O mundo numa janela.


Quem dera, meu caro, quem dera o mundo coubesse numa janela. Nessa janela aqui, à minha direita, de onde sempre vejo a moça no prédio ao lado lavando roupa em sua área de serviço, embora hoje não o faça, já que domingo não é dia de trabalhos, de onde vejo uns poucos carros que interrompem a calmaria da rua, de onde ouço um cachorro que late em algum ponto invisível da vizinhança, e de onde vejo, aqui acolá, algo novo, atrativo, como uma briga de casal no prédio ao lado, o que, cá pra nós e que Deus nos perdoe, é ótimo de se ver, parece até que estamos num teatro em que somos os únicos espectadores, invisíveis, diga-se de passagem.

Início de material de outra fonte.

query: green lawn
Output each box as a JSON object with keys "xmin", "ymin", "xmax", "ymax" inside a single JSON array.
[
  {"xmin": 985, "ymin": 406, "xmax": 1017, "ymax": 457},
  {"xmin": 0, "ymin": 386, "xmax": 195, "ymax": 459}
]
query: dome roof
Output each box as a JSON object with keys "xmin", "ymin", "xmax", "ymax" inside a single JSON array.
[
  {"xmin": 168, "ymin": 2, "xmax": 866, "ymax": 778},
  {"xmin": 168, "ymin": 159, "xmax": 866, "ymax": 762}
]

Mas não cabe. Quando sento para escrever, como faço agora, sei que o mundo está para além, muito além dessa insossa janela, da qual não se extrai, por mais hábil que seja o cronista, muito mais do que o descrito acima. Tenho então de ir adiante, fugir para outros mundos, para outras vidas, algumas passadas, mortas e enterradas, outras por nascerem, quando nem por aqui estarei mais, tenho de passear por outros tempos, alguns passados e imemoriais, outros futuros e obscuros, o que me traz à tona agora, nesse exato momento, uma feliz conclusão, a de que o cronista não passa de um viajante, um pobre porém privilegiado viajante, que da janela do seu quarto tem um mundo ao seu dispor, tem uma infinidade de escritos que passeiam pelos ares como se fossem o próprio vento, esperando que alguém os agarre e os traduza, dando-lhes cor, forma ou sabor.

Agora, por exemplo, corri, cruzei o Atlântico inteiro e fui parar em Santiago de Compostela, sí, sí, Santiago, mi señor, pois é de lá que me salta no peito uma saudade que me inquieta, que lateja forte como um recôndito coração bobeando sangue para uma cidade inteira. Se a janela não sacia, alivia. Às vezes.